Our civic life in America has changed but barely changed its official structure in nearly 300 years, and that is called peace and holy tradition. “At the same time, writes Spiritual Philosopher Joan Chittister, “we never forget – if we ever knew it – that peace is not a state of lifelessness and life is not a lily pond, it is a bay inside an ocean.”
Our President is riding a wave of change, and I don’t want to drown in anger and hatred.
Every new storm brings a new set of circumstances and fears to consider. As a former political journalist, I failed to prepare myself or anyone else for the coming storm, and neither did my embarrassed former colleagues. I wasn’t ready, but I am busy getting ready now with my Sanctuary Blog and some first-class reading and meditation. I want space and time to sort it out quietly. I’d love it if people of good faith wish to join me here on this blog I created years ago.
People keep asking me, “What were they thinking?” Perhaps we all must find the answer rather than ask the question.
A Sanctuary Blog is not about significant change. It’s about standing still in a torrent of change, looking at the dogs and flowers, and figuring out what comes next. It’s like a private club for people who need to escape the noise and remember what it means to be peaceful and sleep.
There will always be change, and while this turmoil is unnerving and keeping us up at night. I won’t insist on missing yesterday when today has swept it away like leaves in Autumn. Yesterday no longer exists.
In my often agitated sleep, I know I do not have the luxury of running away. I cannot, and won’t, ignore what’s going on as if it were someone else’s problem. My Uncle Harry used to look me right in the eye when he told me that one Jew’s problem was every Jew’s problem.
I didn’t know what he was talking about. I’m getting there.
Much of the fear and angst sweeping the country is about this. We know it will take its toll on us. Clinging to the past is not a matter now; there is only a present in the sense of an Angry Revolution or civic breakdown. I call it a Spiritual Tsunami.
In her writing about change, Chittister reminds me that furious winds and giant storms freshen life and threaten to swamp it. Humans are not creatures who embrace significant change. They often demand it without quite knowing what it can mean.
Everything is changing too fast to keep up with. People seem to want a change, and they are getting one. I often remember this when I watch the familiar be pushed away. It’s not my problem; it’s everyone’s problem.
I know that the future has not made itself apparent. I don’t intend to unthinkingly resist change until the world no longer notices that I’m still here. I was too arrogant to notice the significant change, but I see it now.
I can’t see where this ends up, and that has kept me up once or twice. However, I am settling down and in a good place.

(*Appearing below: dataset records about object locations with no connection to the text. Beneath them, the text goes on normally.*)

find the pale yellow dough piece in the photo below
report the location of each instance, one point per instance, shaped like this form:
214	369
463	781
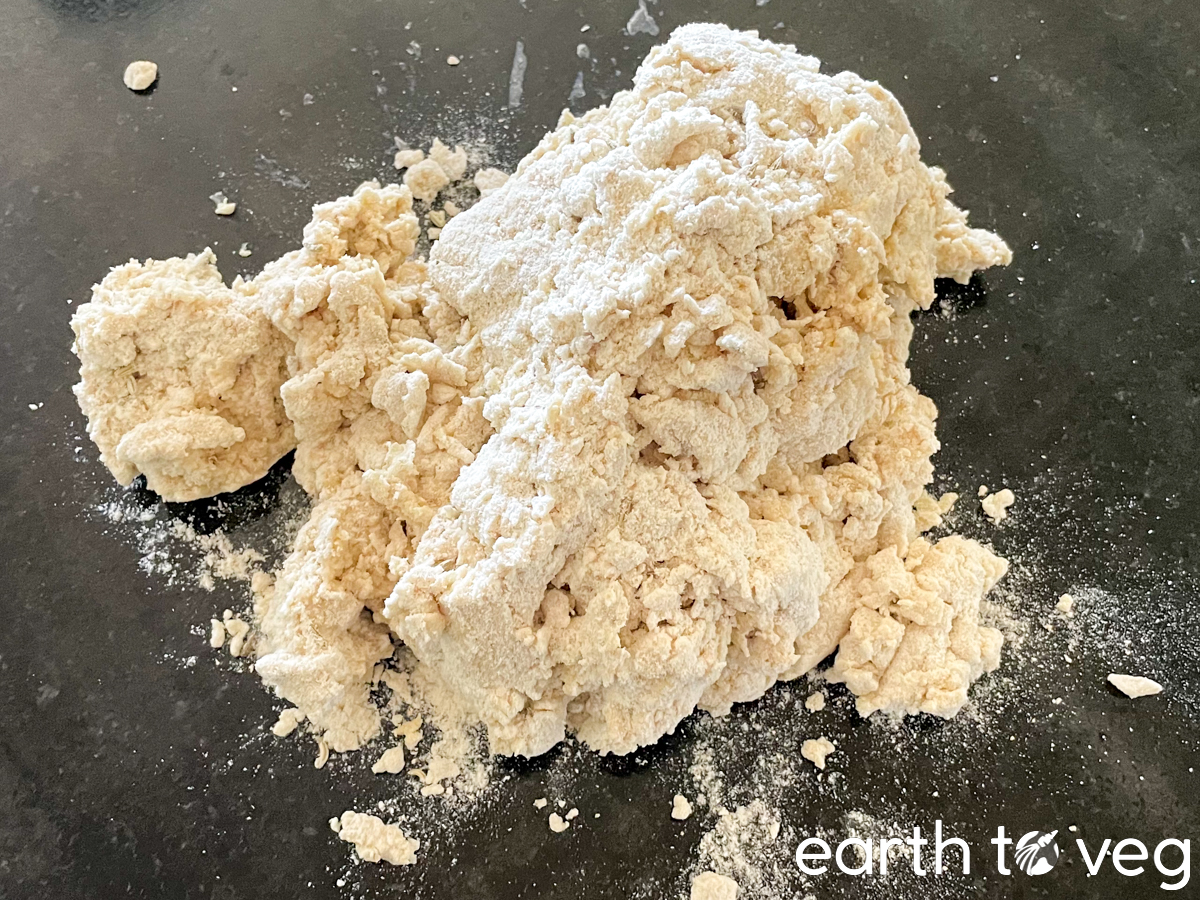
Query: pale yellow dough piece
1135	685
141	75
816	751
640	438
375	840
711	886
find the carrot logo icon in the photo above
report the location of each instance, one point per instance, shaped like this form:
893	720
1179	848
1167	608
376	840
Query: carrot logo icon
1037	852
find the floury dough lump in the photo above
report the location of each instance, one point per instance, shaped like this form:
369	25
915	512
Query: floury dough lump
639	437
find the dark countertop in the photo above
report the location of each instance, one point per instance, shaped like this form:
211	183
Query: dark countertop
1072	377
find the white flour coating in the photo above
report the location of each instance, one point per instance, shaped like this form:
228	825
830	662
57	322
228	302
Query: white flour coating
375	840
640	437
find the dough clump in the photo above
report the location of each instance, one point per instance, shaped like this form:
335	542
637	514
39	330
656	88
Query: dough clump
639	438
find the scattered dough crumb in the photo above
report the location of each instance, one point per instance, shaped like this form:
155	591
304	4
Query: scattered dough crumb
375	840
391	762
679	808
289	719
490	180
238	631
816	751
996	505
425	179
411	732
141	75
225	207
711	886
407	159
1134	685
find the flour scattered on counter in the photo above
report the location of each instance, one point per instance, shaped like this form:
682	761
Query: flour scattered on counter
641	22
288	721
141	75
375	840
996	505
816	751
573	407
1134	685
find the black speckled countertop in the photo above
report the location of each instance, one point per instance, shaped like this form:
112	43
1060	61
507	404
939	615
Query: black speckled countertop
1072	377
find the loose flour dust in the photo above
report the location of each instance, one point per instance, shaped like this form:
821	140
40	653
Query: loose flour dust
637	438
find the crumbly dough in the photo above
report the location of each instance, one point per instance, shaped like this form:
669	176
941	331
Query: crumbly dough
1135	685
681	808
816	751
711	886
141	75
391	762
640	437
375	840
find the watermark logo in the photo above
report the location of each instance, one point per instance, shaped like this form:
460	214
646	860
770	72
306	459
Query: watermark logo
1037	852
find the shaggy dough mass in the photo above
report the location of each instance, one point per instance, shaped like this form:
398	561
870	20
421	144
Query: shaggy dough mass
639	437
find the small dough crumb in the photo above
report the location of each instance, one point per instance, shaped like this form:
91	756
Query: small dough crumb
490	180
996	505
411	732
225	207
816	751
141	75
711	886
407	159
376	840
391	762
425	179
679	808
289	719
238	631
1134	685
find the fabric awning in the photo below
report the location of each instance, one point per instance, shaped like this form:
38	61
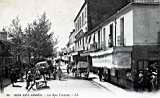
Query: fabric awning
101	53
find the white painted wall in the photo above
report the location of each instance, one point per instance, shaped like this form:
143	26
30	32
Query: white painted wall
128	27
146	24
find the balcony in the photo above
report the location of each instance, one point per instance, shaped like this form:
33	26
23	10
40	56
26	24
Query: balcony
93	47
146	1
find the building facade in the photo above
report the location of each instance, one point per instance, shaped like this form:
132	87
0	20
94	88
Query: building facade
124	40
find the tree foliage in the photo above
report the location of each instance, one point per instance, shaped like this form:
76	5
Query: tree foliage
35	40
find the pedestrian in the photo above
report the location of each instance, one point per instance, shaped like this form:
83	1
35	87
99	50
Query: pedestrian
100	73
13	76
141	81
29	79
68	68
54	72
59	73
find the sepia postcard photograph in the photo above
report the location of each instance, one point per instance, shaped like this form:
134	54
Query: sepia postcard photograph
79	48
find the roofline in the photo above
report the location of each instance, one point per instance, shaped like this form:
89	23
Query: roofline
80	10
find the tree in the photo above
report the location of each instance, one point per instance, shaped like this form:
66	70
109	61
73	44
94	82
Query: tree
17	37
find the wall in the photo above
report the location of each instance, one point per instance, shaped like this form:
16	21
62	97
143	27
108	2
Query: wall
128	27
146	24
82	24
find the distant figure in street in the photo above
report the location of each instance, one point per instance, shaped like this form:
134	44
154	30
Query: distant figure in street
68	68
29	79
13	77
141	81
59	73
100	73
54	72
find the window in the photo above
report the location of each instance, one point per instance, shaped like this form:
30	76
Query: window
110	41
82	19
122	31
99	37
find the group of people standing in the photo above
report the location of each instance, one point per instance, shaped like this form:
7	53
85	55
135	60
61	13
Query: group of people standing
147	79
33	74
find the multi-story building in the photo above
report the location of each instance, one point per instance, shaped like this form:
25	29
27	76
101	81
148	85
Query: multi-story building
71	42
3	36
90	15
123	39
131	41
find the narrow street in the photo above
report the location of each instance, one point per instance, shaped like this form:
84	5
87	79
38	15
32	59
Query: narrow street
68	86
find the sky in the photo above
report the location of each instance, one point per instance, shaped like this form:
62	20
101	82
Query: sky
61	13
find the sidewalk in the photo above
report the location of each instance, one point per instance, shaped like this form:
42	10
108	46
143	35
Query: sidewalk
120	92
113	88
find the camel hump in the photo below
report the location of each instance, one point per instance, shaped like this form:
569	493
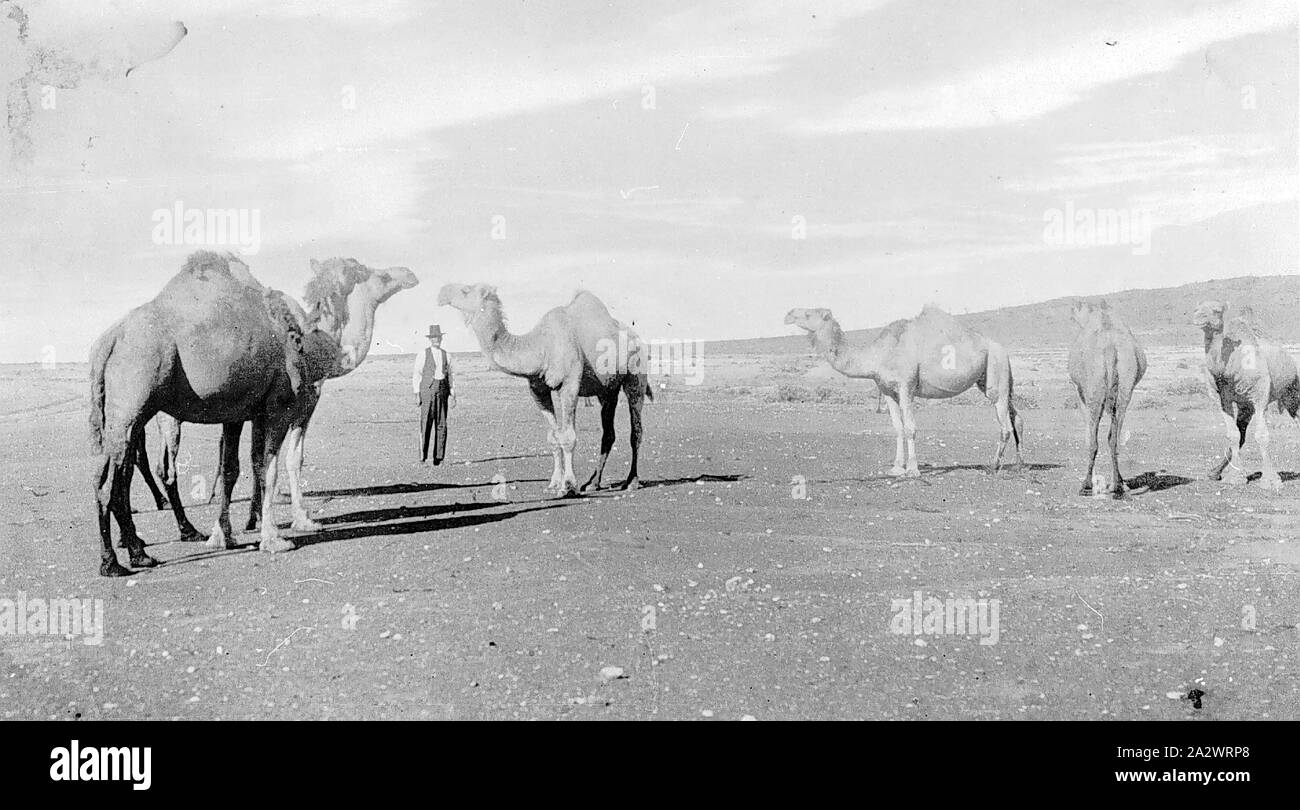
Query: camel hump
586	303
939	325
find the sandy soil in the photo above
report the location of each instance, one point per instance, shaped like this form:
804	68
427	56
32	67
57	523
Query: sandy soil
713	588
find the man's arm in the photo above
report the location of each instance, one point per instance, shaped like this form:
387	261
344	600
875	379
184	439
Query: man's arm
417	375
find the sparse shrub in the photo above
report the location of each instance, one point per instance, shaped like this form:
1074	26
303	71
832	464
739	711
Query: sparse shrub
792	393
1187	386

For me, it’s a choice whether or not to run the risk in my old age of becoming part of a new, stunned, but mushrooming culture forming that is also losing sleep over how to deal with a society sweeping past me and wondering how to regain its balance in a Tsunami of significant proportions. I hope the blog is a peaceful and safe place to begin the difficult challenge of sorting out our great mess.
But then I remembered what was essential: Everything new is not the end of the world. Quite often, it signals the beginning.
I always think, weathering a storm makes me a better, wiser sailor. This storm is monumental, but past others have also been. I’m not frightened, I’m just getting prepared. And…always seeing the gifts, the humor, the lesson.
Nice, Linda, thanks.
Mister Katz–You must always remember that change is inevitable—except from a vending machine!
Thank you for sharing your reflections.